Una pista da sci popolata, così come una piazza o una spiaggia nello stesso stato, infatti, attivano, in positivo e in negativo, meccanismi come identificazione, credibilità e conformità (“se quel luogo è vuoto ci sarà un motivo, quindi perché dovrei andare lì? “), il senso di appartenenza a un gruppo e le attività umane, in generale, conferiscono un dinamismo altrimenti impossibile ai media statici, come la fotografia.
Anche nel linguaggio video questo concetto è importante, l’esperienza “vende” sempre di più e, quindi, è più efficace “mostrare luoghi in cui le persone svolgono attività interessanti” piuttosto che meramente “bei posti”.
Dobbiamo quindi avere il coraggio e la preparazione necessari per aiutare i nostri clienti a migliorare gli aspetti della loro attività che potrebbero essere più interessanti per i loro clienti.

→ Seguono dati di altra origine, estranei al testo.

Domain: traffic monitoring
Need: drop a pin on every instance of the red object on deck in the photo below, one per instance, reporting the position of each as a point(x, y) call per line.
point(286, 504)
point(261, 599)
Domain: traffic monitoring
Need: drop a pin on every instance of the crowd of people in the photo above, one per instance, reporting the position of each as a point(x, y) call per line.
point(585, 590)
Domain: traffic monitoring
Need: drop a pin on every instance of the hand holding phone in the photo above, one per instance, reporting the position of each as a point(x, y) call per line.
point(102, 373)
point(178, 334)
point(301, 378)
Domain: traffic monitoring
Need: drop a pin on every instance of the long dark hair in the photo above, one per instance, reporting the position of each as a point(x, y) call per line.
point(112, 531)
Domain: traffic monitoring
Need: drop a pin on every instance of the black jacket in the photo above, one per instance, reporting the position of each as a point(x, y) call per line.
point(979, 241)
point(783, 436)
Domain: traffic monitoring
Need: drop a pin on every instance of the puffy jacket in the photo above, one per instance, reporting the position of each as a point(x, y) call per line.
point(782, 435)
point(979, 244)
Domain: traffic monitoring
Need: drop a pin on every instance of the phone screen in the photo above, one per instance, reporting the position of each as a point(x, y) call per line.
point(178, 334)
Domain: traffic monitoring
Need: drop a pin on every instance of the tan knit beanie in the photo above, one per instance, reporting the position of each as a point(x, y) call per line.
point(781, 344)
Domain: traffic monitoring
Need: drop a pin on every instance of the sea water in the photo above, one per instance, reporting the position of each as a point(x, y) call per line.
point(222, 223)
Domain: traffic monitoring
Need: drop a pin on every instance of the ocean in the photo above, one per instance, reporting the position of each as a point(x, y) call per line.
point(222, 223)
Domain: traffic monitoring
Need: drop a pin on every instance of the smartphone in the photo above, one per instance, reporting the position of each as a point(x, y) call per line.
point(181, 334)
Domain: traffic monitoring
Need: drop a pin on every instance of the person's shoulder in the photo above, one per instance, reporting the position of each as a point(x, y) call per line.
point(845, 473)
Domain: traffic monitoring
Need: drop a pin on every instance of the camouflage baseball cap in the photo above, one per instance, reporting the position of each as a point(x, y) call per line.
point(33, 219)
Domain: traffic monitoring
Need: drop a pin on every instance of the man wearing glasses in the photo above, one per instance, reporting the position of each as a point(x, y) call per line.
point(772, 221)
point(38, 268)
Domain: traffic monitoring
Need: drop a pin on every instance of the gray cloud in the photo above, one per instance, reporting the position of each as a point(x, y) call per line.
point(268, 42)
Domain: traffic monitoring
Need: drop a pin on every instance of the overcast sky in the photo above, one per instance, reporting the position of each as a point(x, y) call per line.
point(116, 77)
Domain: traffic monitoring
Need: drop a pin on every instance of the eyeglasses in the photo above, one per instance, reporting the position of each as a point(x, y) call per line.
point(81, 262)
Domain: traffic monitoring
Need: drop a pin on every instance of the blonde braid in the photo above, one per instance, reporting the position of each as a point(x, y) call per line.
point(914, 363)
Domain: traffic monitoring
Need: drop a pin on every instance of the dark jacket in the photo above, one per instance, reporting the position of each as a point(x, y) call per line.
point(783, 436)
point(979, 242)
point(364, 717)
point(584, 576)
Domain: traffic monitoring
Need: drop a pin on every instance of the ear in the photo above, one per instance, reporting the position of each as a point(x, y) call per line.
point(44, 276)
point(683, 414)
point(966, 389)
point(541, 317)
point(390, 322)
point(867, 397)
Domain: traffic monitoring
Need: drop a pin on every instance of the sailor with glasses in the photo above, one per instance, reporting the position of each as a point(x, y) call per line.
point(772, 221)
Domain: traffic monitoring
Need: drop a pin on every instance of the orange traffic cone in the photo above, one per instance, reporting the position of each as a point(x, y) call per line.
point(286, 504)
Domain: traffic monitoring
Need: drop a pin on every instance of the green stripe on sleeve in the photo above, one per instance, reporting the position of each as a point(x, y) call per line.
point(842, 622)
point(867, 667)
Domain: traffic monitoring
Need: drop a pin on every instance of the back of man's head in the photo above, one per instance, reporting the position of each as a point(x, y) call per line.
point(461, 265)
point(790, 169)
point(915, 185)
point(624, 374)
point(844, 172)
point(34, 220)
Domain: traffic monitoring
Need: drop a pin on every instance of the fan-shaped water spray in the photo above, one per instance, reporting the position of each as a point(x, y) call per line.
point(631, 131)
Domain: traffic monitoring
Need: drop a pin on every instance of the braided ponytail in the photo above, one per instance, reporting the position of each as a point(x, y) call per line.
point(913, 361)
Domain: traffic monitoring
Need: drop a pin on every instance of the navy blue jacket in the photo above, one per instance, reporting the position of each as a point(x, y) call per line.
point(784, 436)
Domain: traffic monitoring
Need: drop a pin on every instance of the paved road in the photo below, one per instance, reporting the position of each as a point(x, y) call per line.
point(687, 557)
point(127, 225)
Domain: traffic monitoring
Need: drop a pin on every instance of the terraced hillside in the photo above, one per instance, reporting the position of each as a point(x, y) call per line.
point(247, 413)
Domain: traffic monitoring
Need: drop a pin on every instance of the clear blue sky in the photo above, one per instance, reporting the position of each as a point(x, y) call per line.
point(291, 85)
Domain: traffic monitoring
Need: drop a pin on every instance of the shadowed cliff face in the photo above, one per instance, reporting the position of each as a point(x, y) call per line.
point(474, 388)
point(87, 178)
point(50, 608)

Come fotografo, quindi, mi trovo spesso a svolgere un’azione che, oltre all’evidente pianificazione e realizzazione dei servizi fotografici, comprende anche una fase quasi “didattica”, parallela all’analisi che svolgo insieme ai miei clienti.
Lo strumento della narrazione per me è, in questo senso, molto prezioso, in quanto mi consente anche di creare una connessione efficace tra me, il mio cliente, la sua attività, i suoi reparti interni e, naturalmente, il pubblico di destinazione delle campagne.
A volte mi rendo conto che progettare e creare uno storytelling aziendale include aspetti della relazione tra me e il cliente che sono in qualche modo simili a quelli di coaching e counseling.
Un servizio fotografico è soprattutto un dialogo: questo è per me un concetto fondamentale.
Di seguito vi mostro alcune immagini selezionate da un lavoro nato dall’incontro con la Gioielleria Merzaghi, attività di una famiglia che dal 1870 porta avanti a Milano una tradizione di eccellenze artigiane.
Ho realizzato il servizio in forma di reportage/chiacchierata: i fratelli Merzaghi e loro padre mi raccontavano il loro lavoro, mentre io, in qualche modo, li intervistavo, stimolando delle risposte visive più che a voce.
Ho scattato tutte le immagini in luce naturale, usando praticamente solo un 50 mm su corpo macchina full frame e, infine, ho optato per una post-produzione “light”, con il solo intento di valorizzare gli aspetti materici delle immagini.
Quello che mi interessava era il racconto e, secondo me, il dialogo favorisce questo tipo di approccio, aiutandomi non poco nel cogliere gli elementi di interesse del pubblico nei confronti di un’attività.
Il variegato insieme di elementi visivi che abbiamo ottenuto ci fornisce del materiale eterogeneo, utilizzabile in diversi campi e su differenti media (cartelloni pubblicitari, brochure, siti web, social media, …), ma anche più di un “filone narrativo”, in grado di stimolare i desideri e la curiosità del pubblico più vasto possibile (la cura nel design, le persone e il loro lavoro, la storia dell’azienda attraverso quella degli attrezzi e delle postazioni di lavoro, le abilità artigiane, …).